For early house building pine would seem to have been the usual kind of timber chosen, with oak being chosen for the door sills and steps.
Hickory was used for the manufacture of axe and hammer handles, while beech was used for ox yokes.
Carriage building was developed to a fine art in Richmond Hill. About 1858 Wm. Trench 3rd, who with his father, Wm. Trench 2nd, had operated a blacksmith shop at Elgin Mills, opened a carriage factory on the South East corner of Yonge and Lome Sts. Rock elm, white ash, hickory and ironwood were woods used in this factory. This is where the stage coaches which ran on Yonge St. were built.
Panning mills were made st Richmond Hill, first at the Southwest corner of Richmond and Yonge Sts., later back near the waterworks. Patterson Bros., started their Agricultural Implement Factory on the site of the first Panning Mill Factory, moving later to Don Head, or as it was known then Patterson village, between concessions 2 and 3 Maple Road where they built a village which lasted until 1890,when the factory was moved to Woodstock, Ont.
Maple sugar and syrup were early cash crops, but as the forest vanished production dropped, although this is still carried on to some extent by descendants of pioneers in this district particularly by the Baker families.

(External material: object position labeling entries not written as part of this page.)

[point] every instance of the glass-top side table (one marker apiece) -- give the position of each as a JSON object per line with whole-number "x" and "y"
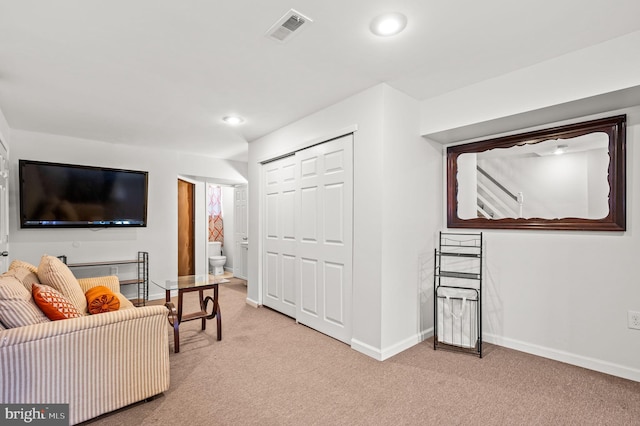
{"x": 185, "y": 284}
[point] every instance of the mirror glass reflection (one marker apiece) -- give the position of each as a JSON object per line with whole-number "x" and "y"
{"x": 551, "y": 179}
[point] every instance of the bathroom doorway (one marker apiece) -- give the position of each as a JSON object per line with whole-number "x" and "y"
{"x": 186, "y": 234}
{"x": 226, "y": 222}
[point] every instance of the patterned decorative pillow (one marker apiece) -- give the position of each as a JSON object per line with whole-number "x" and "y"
{"x": 54, "y": 305}
{"x": 54, "y": 273}
{"x": 25, "y": 276}
{"x": 17, "y": 308}
{"x": 100, "y": 299}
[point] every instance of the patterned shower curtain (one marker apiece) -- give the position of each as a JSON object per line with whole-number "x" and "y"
{"x": 214, "y": 209}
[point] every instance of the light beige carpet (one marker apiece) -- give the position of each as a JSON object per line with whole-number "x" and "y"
{"x": 268, "y": 370}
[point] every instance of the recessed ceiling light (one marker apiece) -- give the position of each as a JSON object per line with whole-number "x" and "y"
{"x": 388, "y": 24}
{"x": 233, "y": 120}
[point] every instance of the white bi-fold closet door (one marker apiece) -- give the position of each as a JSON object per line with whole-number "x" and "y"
{"x": 308, "y": 222}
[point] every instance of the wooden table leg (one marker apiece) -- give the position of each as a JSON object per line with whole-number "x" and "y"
{"x": 216, "y": 309}
{"x": 203, "y": 308}
{"x": 175, "y": 323}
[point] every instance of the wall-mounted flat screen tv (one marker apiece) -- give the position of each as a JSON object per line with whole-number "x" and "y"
{"x": 56, "y": 195}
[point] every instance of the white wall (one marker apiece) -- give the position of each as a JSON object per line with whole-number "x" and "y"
{"x": 228, "y": 211}
{"x": 411, "y": 170}
{"x": 609, "y": 67}
{"x": 396, "y": 179}
{"x": 159, "y": 238}
{"x": 4, "y": 130}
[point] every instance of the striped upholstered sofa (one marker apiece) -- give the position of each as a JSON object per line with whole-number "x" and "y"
{"x": 95, "y": 363}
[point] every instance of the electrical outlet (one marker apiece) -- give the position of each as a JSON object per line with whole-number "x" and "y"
{"x": 633, "y": 319}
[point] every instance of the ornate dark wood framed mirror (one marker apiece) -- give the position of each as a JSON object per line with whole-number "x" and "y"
{"x": 569, "y": 177}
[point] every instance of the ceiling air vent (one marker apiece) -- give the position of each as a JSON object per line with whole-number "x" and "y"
{"x": 290, "y": 24}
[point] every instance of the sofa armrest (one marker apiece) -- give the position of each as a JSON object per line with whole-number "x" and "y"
{"x": 96, "y": 363}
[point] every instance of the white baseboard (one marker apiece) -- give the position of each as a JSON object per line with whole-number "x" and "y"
{"x": 366, "y": 349}
{"x": 566, "y": 357}
{"x": 388, "y": 352}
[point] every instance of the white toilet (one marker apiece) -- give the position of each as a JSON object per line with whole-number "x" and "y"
{"x": 216, "y": 260}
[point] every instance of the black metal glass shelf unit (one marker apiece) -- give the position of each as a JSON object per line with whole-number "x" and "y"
{"x": 458, "y": 293}
{"x": 141, "y": 280}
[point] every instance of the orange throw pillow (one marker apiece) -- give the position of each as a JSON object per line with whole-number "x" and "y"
{"x": 54, "y": 305}
{"x": 100, "y": 299}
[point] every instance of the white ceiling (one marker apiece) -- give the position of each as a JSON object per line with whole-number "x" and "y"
{"x": 164, "y": 72}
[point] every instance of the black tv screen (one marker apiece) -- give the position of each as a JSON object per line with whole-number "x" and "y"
{"x": 65, "y": 195}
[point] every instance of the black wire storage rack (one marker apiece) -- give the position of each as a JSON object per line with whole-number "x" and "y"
{"x": 457, "y": 288}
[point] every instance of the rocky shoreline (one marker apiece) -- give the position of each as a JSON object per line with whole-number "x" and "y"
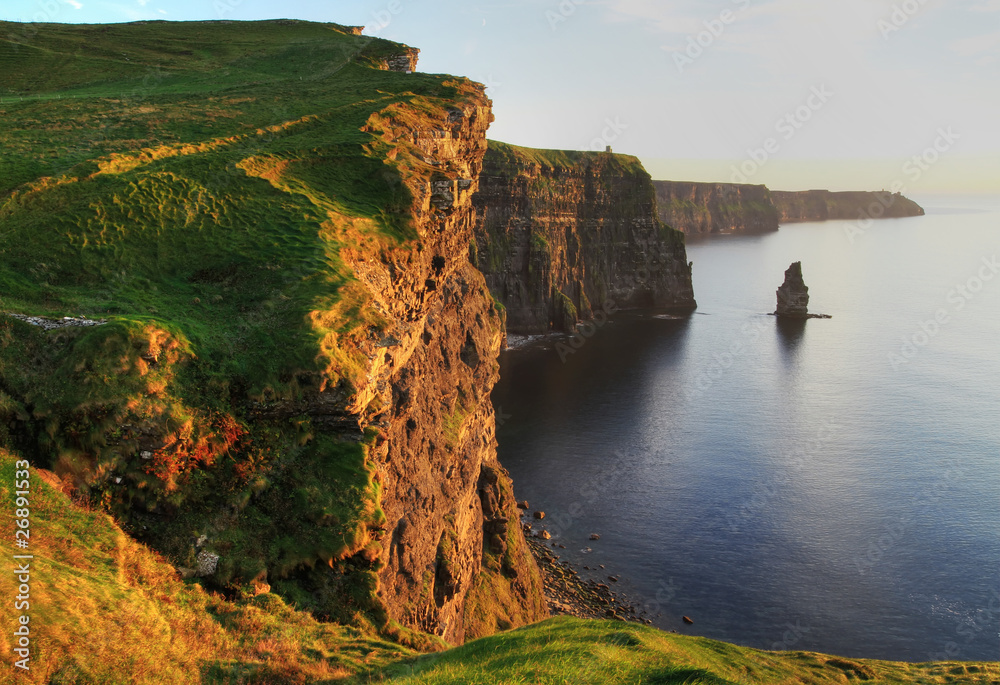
{"x": 566, "y": 593}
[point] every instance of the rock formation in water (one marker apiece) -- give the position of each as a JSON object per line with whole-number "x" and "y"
{"x": 703, "y": 208}
{"x": 562, "y": 236}
{"x": 793, "y": 295}
{"x": 823, "y": 205}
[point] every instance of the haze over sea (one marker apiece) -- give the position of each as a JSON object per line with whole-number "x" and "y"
{"x": 829, "y": 486}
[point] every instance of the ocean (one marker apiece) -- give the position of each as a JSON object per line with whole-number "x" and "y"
{"x": 829, "y": 485}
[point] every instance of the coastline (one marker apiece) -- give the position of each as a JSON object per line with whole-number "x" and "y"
{"x": 567, "y": 594}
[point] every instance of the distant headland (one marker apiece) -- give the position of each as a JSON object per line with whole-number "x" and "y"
{"x": 704, "y": 208}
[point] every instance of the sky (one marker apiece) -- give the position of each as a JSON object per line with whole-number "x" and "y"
{"x": 797, "y": 94}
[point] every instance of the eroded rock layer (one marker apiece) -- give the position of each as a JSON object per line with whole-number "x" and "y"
{"x": 703, "y": 208}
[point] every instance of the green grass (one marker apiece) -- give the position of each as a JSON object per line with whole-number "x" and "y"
{"x": 105, "y": 609}
{"x": 568, "y": 650}
{"x": 195, "y": 184}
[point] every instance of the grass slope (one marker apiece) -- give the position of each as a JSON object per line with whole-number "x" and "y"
{"x": 105, "y": 609}
{"x": 194, "y": 184}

The Don, like all rivers and creeks in Southern Ontario was subject to Spring and Fall floods. In 1855 the saw mill at German Mills was destroyed by flood. In 1850 on April 6th, many of the mills on the Don were washed away or so badly damaged that they were not rebuilt. On Sept. 13th, 1878 and again in 188I and 1885 there were serious floods, but by the latter date the remaining mills had converted to steam. Salmon used to come up the east branch of the Don as far as Thornhill, no records exist of catches above there. Any water in this area is not now sufficient to supply fishing except in planted ponds.
Woodland and field held a great many kinds of wild life in the early days Beaver, porcupine, timber wolves, black bears, marten, fisher, wolverine, otter, Canada lynx, wapiti and cougar all were present when the early settlers arrived, but have long since disappeared. Red fox, skunk and cottontail are increasing. The little cottontail rabbit is a newcomer to the district in the last 80 years (nearly 90 years when this was re-written in 1957). They were brought from England by the Cook family who were ardent hunters, and lived at the Carrville Mill farm. (As told by Mrs.Wm.Rumble to her family. Mrs. Rumble worked for the Cooks in the 1860's.)
The Jack rabbit was plentiful about 1935, but seems to have disappeared. In recent years deer have frequently been seen, as well as the occasional wolf.
More than 300 species of birds have been seen in the area. The passenger pigeon nested in the hills northwest of Richmond dill, but since 1884 none seem to have been seen. Pheasants have been introduced, and a short open season is allowed each year, butt no hunting is allowed in the first concession of either Markham or Vaughan.
There are no known mineral deposits of any sort in the area. Large sand and, gravel pits occur between concessions 3 and 4 Maple Road.
There are many springs in the area, and flowing wells are quite common. The water is quite hard and contains much calcium and iron. About 1930, a man drilling for water on Yongehurst Rd. struck a small pocket of gas which petered out after 9 months use.
The area around Richmond Hill may be termed Rural-Urban. There has developed gradually since World War I and more rapidly since War 2 subdividing of many farms into residential areas, but agriculture still has its place, and the farms of the district are largely devoted to the production of fluid milk for the Toronto market.